While attempting to implement the cipher on two popular 8-bit platforms - x51 and AVR, the rather mathematically-oriented notation used by the authors caused confusion in several cases. For example, in the substitution, the "recursivity" means, that in the three consecutive steps the already modified values obtained in the previous steps are used, rather than the original value of the data/key. An another maybe confusing thing is the notation of the rounding (the "half-finished" square bracket) which was due to poor print overlooked; while it is easy to describe the algorithm with no rounding altogether (as the number of rounds is by definition always odd).
The presented implementations are written in assembly language of the respective microcontroller and are optimized for speed, resulting in several times larger code than if the author's guideline was followed. The rationale behind this decision is, that even in this way the code size is well below 1 kbyte and in modern microcontrollers the code memory (usually FLASH) comes very cheap in multi-kilobyte chunks. Also, one-way process is given as the reference implementation (only encryption or only decryption - often only one of them is used in embedded applications), although the both-way version is presented, too, coming at a small penalty in size and some decrease in performance.
SEA for x51
As set forth above, the implementation is slightly different than the description indicates. First, the even and odd rounds are separated, to avoid the left-right swap both in data and key schedule; the swap has been replaced by renaming left for right and vice versa in the even round. Second, the first half of rounds is separated from the second half, thus avoiding the branching based on round count, and also the left-right swap of data in the middle and the end of process is replaced by renaming. The resulting code increased in size almost 4 times, but due to the big number of rounds, even a relatively small change in the rounds' code may have significant impact on overall speed.
Scalability of this implementation is ensured by performing all the operations (both on data and key) strictly on 3-byte chunks.

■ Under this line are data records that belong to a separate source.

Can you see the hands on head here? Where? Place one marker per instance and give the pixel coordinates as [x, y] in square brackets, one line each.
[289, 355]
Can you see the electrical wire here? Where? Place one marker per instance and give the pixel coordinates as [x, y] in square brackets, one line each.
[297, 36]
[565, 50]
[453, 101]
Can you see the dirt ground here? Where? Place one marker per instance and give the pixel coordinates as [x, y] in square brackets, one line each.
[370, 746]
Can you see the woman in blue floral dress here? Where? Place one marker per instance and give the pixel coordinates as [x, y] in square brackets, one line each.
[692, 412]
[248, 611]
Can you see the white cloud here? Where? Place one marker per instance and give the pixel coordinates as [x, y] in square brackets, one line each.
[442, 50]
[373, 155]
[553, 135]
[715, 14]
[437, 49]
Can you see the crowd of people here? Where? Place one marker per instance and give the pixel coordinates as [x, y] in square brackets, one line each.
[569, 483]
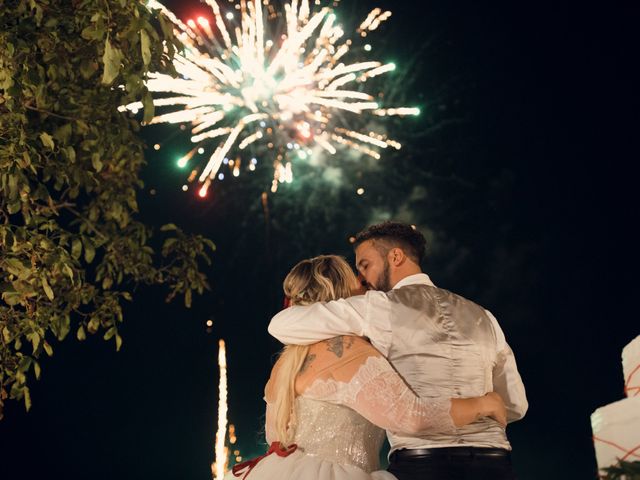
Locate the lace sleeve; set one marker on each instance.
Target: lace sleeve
(379, 394)
(269, 425)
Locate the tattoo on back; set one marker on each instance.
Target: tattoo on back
(307, 361)
(338, 344)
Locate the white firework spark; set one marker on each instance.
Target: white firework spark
(275, 78)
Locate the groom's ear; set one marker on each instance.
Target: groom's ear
(396, 256)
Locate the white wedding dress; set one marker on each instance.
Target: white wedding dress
(340, 419)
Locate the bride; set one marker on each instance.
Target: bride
(329, 403)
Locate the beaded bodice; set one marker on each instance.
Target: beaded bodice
(337, 433)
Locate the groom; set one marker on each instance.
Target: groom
(441, 343)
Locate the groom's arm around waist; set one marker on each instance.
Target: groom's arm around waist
(506, 378)
(361, 315)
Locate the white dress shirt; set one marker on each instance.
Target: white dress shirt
(441, 344)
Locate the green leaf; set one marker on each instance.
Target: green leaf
(89, 251)
(168, 227)
(14, 207)
(64, 326)
(6, 335)
(96, 162)
(47, 288)
(27, 398)
(145, 47)
(93, 325)
(47, 140)
(112, 60)
(67, 269)
(110, 333)
(76, 248)
(149, 109)
(35, 340)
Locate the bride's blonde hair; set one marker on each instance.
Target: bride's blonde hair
(318, 279)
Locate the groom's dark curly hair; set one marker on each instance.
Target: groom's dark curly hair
(395, 234)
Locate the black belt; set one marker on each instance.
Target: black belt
(418, 453)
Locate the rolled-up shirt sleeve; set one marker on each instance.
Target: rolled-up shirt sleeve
(506, 378)
(361, 315)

The presented implementation works on 96-bit key/data block, so there are two byte triplets manipulation in each data and key round. For larger bit size, simply copy the triplet-manipulation code as many times as needed and rename the triplet's variables respectively; also change the total number of rounds (as half the calculated round number, in the test in the first part). Even the smallest SEA (48-bit) can be derived easily in this way. Both data and key are stored in directly-accessed memory, so this pratically limits the size of key/data block to 288 bits in reasonable applications.

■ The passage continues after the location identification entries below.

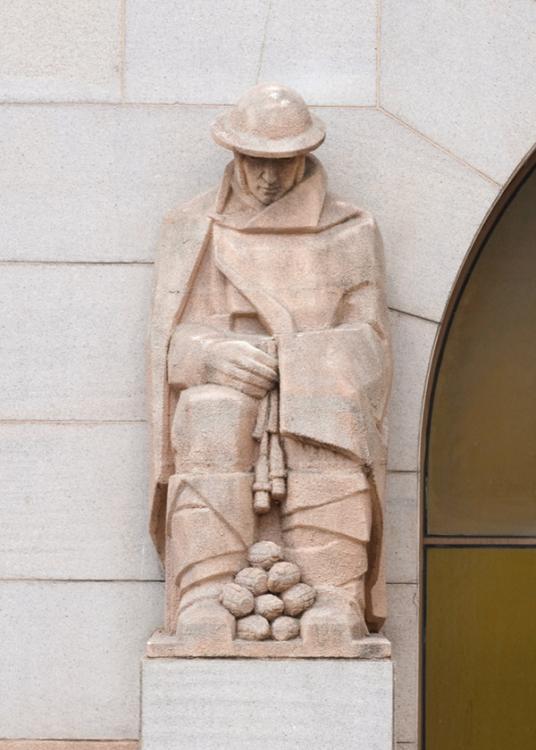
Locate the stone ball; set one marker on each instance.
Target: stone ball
(253, 628)
(285, 628)
(237, 599)
(253, 579)
(264, 554)
(298, 598)
(269, 606)
(282, 576)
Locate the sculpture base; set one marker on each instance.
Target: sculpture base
(161, 645)
(245, 704)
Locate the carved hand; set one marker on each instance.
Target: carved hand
(242, 366)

All three variants (encryption only (Sea), decryption only (iSea), and both way (SeaED)) are presented here in a single file - sea1.a51 - together with code size and cycles count.
SEA for AVR
The AVR implementation is a "manual translation" of the x51 implementation into the AVR assembly language. However, there are two differences. First, AVR does not have byte rotations (without involving carry), so that needs to be simulated by four instructions. More importantly, AVRs don't have an equivalent of x51's directly addressable memory, so both key and data block have to be kept in the register file. As keeping them completely or partially in RAM would meen permanent sweeping it in and out of registers with detrimental impact on performance, any upscaling is out of question.
Also the AVR implementations in all three variants (encryption only (Sea), decryption only (iSea), and both way (SeaED)) are presented here in a single file - sea1.asm - together with code size and cycles count. There is a fourth implementation - Sea2 - nicely demonstrating the possibility to decrease the code length in exchange for decreased speed.